Question

Two conducting and concentric thin spherical shells of radii $a$ and $b$,$(b > a)$ have charges ${q_1}$ and ${q_2}$ ​ respectively. Now if the inner shell is earthed then the final charge on this shell will be
(a) $\dfrac{{{q_2}{a^2}}}{{{b^2}}}$
(b) $\dfrac{{ - {q_2}a}}{b}$
(c) $\dfrac{{({q_1} - {q_2})}}{2}$
(d) $- \dfrac{{{q_2}b}}{a}$

Answer 1

they have given the two thin conducting and concentric shell of radii $a$ and $b$,$(b > a)$ now here we have to find the final charge on the given shell if the inner shell is earthed first we have to draw a diagram as per my knowledge it is just like gauss law which one of the fundamental Maxwell's equation which describes the relation of the electric field on a Gaussian surface and the total charge enclosed in it.
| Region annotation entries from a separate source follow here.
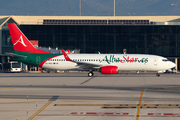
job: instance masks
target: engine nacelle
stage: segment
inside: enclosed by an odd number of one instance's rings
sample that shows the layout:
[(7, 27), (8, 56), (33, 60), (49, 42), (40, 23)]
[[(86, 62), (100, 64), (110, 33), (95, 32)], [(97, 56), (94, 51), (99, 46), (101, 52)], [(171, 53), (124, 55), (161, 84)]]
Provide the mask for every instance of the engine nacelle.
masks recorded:
[(117, 66), (103, 66), (101, 67), (101, 74), (117, 74), (118, 67)]

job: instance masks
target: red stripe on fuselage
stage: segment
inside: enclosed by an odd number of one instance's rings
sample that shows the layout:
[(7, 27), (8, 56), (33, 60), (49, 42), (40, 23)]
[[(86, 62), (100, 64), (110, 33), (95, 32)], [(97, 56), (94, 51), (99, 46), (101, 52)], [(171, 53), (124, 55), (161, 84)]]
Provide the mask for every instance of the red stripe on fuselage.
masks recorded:
[(61, 55), (56, 55), (56, 56), (50, 57), (50, 58), (42, 61), (42, 62), (39, 64), (39, 67), (42, 67), (47, 60), (50, 60), (50, 59), (55, 58), (55, 57), (57, 57), (57, 56), (61, 56)]

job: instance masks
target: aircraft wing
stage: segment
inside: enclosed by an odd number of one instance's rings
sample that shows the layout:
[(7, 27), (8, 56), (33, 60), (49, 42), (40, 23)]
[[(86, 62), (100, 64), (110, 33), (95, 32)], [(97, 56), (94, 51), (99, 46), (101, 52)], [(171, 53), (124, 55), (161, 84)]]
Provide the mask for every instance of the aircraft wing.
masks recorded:
[(9, 56), (12, 56), (12, 57), (16, 57), (16, 58), (27, 58), (27, 56), (23, 56), (23, 55), (17, 55), (17, 54), (14, 54), (14, 53), (5, 53)]
[(83, 68), (83, 69), (100, 68), (100, 66), (102, 66), (101, 64), (93, 64), (93, 63), (87, 63), (87, 62), (73, 61), (69, 58), (69, 56), (65, 53), (64, 50), (62, 50), (62, 53), (63, 53), (66, 61), (77, 63), (77, 66), (79, 66), (80, 68)]

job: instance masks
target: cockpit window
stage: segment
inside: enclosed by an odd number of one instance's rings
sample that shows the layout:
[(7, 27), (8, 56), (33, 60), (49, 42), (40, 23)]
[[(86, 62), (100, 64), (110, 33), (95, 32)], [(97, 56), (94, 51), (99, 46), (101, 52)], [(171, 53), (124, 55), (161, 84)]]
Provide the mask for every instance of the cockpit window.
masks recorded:
[(166, 61), (169, 61), (168, 59), (162, 59), (162, 61), (166, 62)]

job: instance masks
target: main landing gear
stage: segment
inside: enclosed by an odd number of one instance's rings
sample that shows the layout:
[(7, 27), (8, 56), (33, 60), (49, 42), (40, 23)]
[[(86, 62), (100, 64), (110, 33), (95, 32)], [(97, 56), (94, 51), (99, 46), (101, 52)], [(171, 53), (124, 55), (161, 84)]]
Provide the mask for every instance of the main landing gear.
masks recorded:
[(159, 76), (160, 76), (160, 74), (159, 74), (159, 73), (156, 73), (156, 76), (157, 76), (157, 77), (159, 77)]
[(89, 73), (88, 73), (88, 76), (89, 77), (92, 77), (94, 75), (94, 73), (92, 72), (92, 71), (90, 71)]

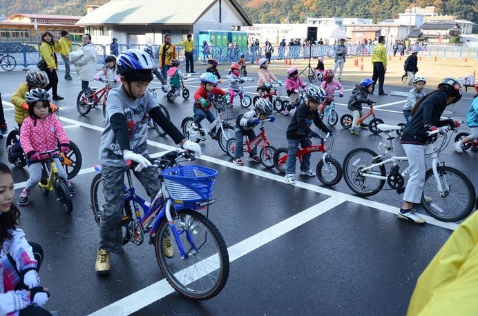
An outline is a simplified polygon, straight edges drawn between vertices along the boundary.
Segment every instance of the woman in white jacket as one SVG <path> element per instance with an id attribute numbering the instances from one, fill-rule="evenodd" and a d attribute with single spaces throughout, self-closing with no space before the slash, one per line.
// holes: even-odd
<path id="1" fill-rule="evenodd" d="M 88 89 L 96 74 L 96 50 L 89 34 L 83 34 L 82 41 L 83 45 L 79 50 L 70 53 L 70 61 L 75 65 L 77 75 L 82 80 L 82 89 Z"/>

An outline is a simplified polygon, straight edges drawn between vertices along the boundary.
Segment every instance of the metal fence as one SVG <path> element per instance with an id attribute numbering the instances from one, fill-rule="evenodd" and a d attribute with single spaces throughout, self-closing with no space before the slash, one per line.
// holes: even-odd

Complete step by Step solution:

The inner conducting and concentric thin spherical shell is grounded
Therefore the potential $V$ will be $0$
Also the potential at the inner spherical is given by
$V = \dfrac{{K{Q_1}}}{a} + \dfrac{{K{Q_2}}}{b}$
In the earlier as we taken the potential $V$ will be $0$ that is $V = 0$ substitute it in the above equation
$0 = \dfrac{{K{Q_1}}}{a} + \dfrac{{K{Q_2}}}{b}$
Here in the above equation we can see that $K$ is constant so take it outside
Then the equation can be written as
$0 = K\left( {\dfrac{{{Q_1}}}{a} + \dfrac{{{Q_2}}}{b}} \right)$
Here $K$ is a constant so its value will be $1$then
$0 = \left( {\dfrac{{{Q_1}}}{a} + \dfrac{{{Q_2}}}{b}} \right)$
Now we want the value of ${Q_1}$so take the whole term outside then the equation will be
$- \dfrac{{{Q_1}}}{a} = \dfrac{{{Q_2}}}{b}$
Now we want only the value of ${Q_1}$ so shift $a$ to the R.H.S then we get
$- {Q_1} = \dfrac{{{Q_2}a}}{b}$
Therefore ${Q_1} = - \dfrac{{{Q_2}a}}{b}$
Therefore the final charge on this shell ${Q_1} = - \dfrac{{{Q_2}a}}{b}$

Hence the correct answer is option (d)

Note: Electric potential is the amount of work needed to move a unit charge from a source point to a particular point against an electric field. Typically, the source point is Earth, although any point beyond the influence of the electric field charge can be used.